I ate a lot of milkshakes and protein shakes after surgery. They were just easier for me to eat. But I never gave up on food. You have to try things, fail, give it time, and keep trying them again. We find a lot of comfort in food and it’s also a very social activity. I was determined to find a way to eat my favorite foods again. Not being able to eat normally caused me a lot of anxiety because I couldn’t enjoy and participate in things like holiday meals, potlucks at work, going to restaurants with friends, etc… without stressing about what I would be able to eat and how I could modify it. I’ve gotten a lot better at this with time but it still stresses me out.

My biggest barrier today is dry mouth from radiation. It prevents me from being able to swallow food without some kind of modification. Typically I can eat just about anything as long as I have a sauce or dip to act as my saliva. I have had no luck with artificial saliva. I have found that dairy products mimic saliva very well. At home I keep sour cream, cheese sauces, gravy, tomato sauce, and others to eat with meals. It’s a little trickier at restaurants. I can only order items that come covered in sauce or gravy or I can order additional sides of sauces. It is not uncommon for me to order 4 sides of sour cream. Each bite needs to be dipped in a sauce so that I can swallow it. When I run out of sauce, I have to stop eating. If I attempt to eat my food without sauce, I will start coughing and choking. My nickname has become the Sauce Boss when I order at restaurants with family and friends because I order so many sides of sauce.

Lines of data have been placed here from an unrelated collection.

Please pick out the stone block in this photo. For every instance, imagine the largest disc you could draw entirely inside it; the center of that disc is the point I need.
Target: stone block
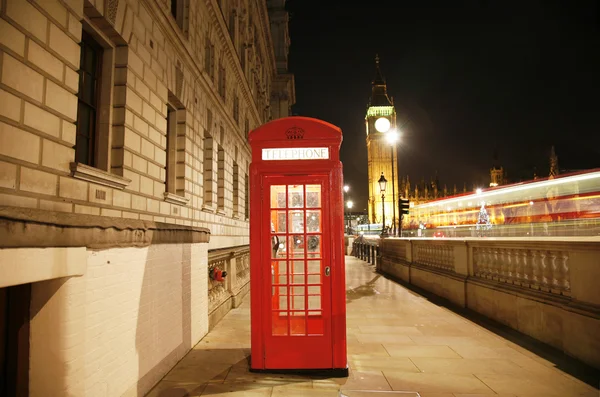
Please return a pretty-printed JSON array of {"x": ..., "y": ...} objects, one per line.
[
  {"x": 56, "y": 10},
  {"x": 22, "y": 78},
  {"x": 69, "y": 132},
  {"x": 26, "y": 15},
  {"x": 11, "y": 105},
  {"x": 59, "y": 206},
  {"x": 35, "y": 181},
  {"x": 64, "y": 45},
  {"x": 61, "y": 100},
  {"x": 19, "y": 144},
  {"x": 41, "y": 120},
  {"x": 12, "y": 200},
  {"x": 8, "y": 175},
  {"x": 72, "y": 188},
  {"x": 57, "y": 156}
]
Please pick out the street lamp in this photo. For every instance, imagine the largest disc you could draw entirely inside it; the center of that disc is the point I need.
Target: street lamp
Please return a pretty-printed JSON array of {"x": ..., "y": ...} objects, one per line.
[
  {"x": 382, "y": 183},
  {"x": 392, "y": 138}
]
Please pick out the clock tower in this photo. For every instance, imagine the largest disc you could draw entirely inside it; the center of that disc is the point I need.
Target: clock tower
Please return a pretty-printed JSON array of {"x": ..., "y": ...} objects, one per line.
[{"x": 380, "y": 123}]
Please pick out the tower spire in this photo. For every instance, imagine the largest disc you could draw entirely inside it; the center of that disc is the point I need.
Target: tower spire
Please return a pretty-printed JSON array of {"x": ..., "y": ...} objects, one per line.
[{"x": 379, "y": 95}]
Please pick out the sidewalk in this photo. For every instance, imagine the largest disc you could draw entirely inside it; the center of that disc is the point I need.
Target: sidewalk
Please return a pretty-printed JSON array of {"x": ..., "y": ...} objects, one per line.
[{"x": 397, "y": 341}]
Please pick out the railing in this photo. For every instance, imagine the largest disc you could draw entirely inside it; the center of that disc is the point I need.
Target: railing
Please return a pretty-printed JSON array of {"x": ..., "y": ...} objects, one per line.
[{"x": 227, "y": 294}]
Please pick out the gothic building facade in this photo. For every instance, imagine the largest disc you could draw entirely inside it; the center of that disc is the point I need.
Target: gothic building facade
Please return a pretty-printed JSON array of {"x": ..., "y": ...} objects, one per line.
[{"x": 124, "y": 180}]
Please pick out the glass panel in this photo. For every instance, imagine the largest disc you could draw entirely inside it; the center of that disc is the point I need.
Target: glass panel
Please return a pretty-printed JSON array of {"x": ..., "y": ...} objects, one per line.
[
  {"x": 278, "y": 196},
  {"x": 283, "y": 302},
  {"x": 314, "y": 302},
  {"x": 296, "y": 221},
  {"x": 298, "y": 279},
  {"x": 315, "y": 323},
  {"x": 296, "y": 242},
  {"x": 314, "y": 279},
  {"x": 314, "y": 290},
  {"x": 298, "y": 323},
  {"x": 279, "y": 322},
  {"x": 314, "y": 267},
  {"x": 296, "y": 196},
  {"x": 313, "y": 221},
  {"x": 313, "y": 196},
  {"x": 278, "y": 221},
  {"x": 282, "y": 279},
  {"x": 298, "y": 267},
  {"x": 314, "y": 244}
]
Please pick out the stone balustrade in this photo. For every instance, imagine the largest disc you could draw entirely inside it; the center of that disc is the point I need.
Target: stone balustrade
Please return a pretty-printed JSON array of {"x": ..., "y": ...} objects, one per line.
[
  {"x": 546, "y": 288},
  {"x": 227, "y": 294}
]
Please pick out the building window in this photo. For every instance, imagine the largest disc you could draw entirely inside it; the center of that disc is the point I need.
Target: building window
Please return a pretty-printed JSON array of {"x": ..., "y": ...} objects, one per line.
[
  {"x": 175, "y": 177},
  {"x": 90, "y": 81},
  {"x": 209, "y": 58},
  {"x": 236, "y": 109},
  {"x": 222, "y": 81},
  {"x": 179, "y": 9},
  {"x": 207, "y": 163},
  {"x": 237, "y": 209}
]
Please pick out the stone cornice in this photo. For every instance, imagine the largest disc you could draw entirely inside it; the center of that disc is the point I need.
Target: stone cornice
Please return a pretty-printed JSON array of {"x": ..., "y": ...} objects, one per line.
[{"x": 33, "y": 228}]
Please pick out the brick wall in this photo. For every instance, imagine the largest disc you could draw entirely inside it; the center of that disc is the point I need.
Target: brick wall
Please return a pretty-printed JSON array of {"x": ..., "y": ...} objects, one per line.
[
  {"x": 119, "y": 328},
  {"x": 148, "y": 61}
]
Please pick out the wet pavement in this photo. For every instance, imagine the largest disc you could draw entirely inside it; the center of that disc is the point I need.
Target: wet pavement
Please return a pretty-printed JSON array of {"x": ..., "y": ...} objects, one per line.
[{"x": 399, "y": 344}]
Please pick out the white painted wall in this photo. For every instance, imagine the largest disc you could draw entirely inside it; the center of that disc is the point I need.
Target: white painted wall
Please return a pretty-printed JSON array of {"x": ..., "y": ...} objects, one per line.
[{"x": 119, "y": 328}]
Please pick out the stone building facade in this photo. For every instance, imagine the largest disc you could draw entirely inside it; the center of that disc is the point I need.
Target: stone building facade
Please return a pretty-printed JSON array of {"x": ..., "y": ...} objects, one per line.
[{"x": 124, "y": 180}]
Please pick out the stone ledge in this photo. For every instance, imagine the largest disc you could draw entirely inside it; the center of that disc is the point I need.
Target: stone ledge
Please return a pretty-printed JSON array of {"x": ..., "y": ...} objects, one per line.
[
  {"x": 92, "y": 174},
  {"x": 28, "y": 228}
]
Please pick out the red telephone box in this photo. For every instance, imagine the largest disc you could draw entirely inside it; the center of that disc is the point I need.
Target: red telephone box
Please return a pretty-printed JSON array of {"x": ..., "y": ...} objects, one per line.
[{"x": 297, "y": 280}]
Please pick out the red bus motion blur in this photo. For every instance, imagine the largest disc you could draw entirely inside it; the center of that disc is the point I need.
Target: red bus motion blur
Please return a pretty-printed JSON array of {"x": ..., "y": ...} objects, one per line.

I can’t eat just any sauce. Some things are too acidic and burn my tongue and mouth. Ketchup, tartar sauce, and cocktail sauce to name a few, are impossible for me to eat without modifications. I have found that I can add sour cream to ketchup and tartar sauce to tone them down and keep them from burning my tongue. I know it sounds gross but if I don’t modify my food I have to do without a lot, which can be very frustrating. Experimenting with different ways to modify foods, while still tasting good, has been an interesting experience. There are definitely wins and fails when doing this. I prefer to eat foods that don’t need to be modified. It makes me feel normal. But even things like macaroni and cheese can turn into something difficult to swallow if it’s dry and sticky. I just have to be conscious about how creamy to make things like this so that I can swallow it safely without coughing and choking.

At restaurants I like to talk to my friends so that impacts what I order to eat. If I order something that requires a lot of chewing like bread and pizza, it gets stuck in my teeth and takes a long time to chew and swallow. I also can’t order pizza without a side of tomato or cheese sauce to dip it in. I like to order soft things at restaurants like hummus, pasta, or soup so that I can swallow quickly and participate in conversations. When I was learning how to eat again, it was very stressful when someone would ask me a question while I was eating because I couldn’t swallow in time to respond before the conversation moved on. I could talk or I could eat, but I couldn’t do both at the same time. I finally started to hold up my index finger indicating that I needed more time. This was also stressful because now everyone was watching me and waiting for me to swallow. Taking longer to eat also means that my food gets cold before I can finish it, making it unappetizing. I try not to speed up when I am eating though because it puts me at a higher risk to choke on my food. I usually eat about half of my meal at restaurants and take the rest home or I order an appetizer as my meal since the portion is smaller.

My saliva production also impacted what I could drink. I primarily drink water. I still can’t drink soda, wine, most alcoholic drinks, and most juices. They burn my mouth. I usually describe it as feeling like a “mouthful of bees.” I have discovered that I can drink most beer and some alcoholic beverages with a milk base, coffee with creamer, and some diluted juices. I don’t drink many alcoholic drinks but drinking anything is a very social activity and it was 2 years before I realized that I could drink beer again after surgery. It just made me feel like a normal adult to enjoy a drink with a friend or with a meal from time to time.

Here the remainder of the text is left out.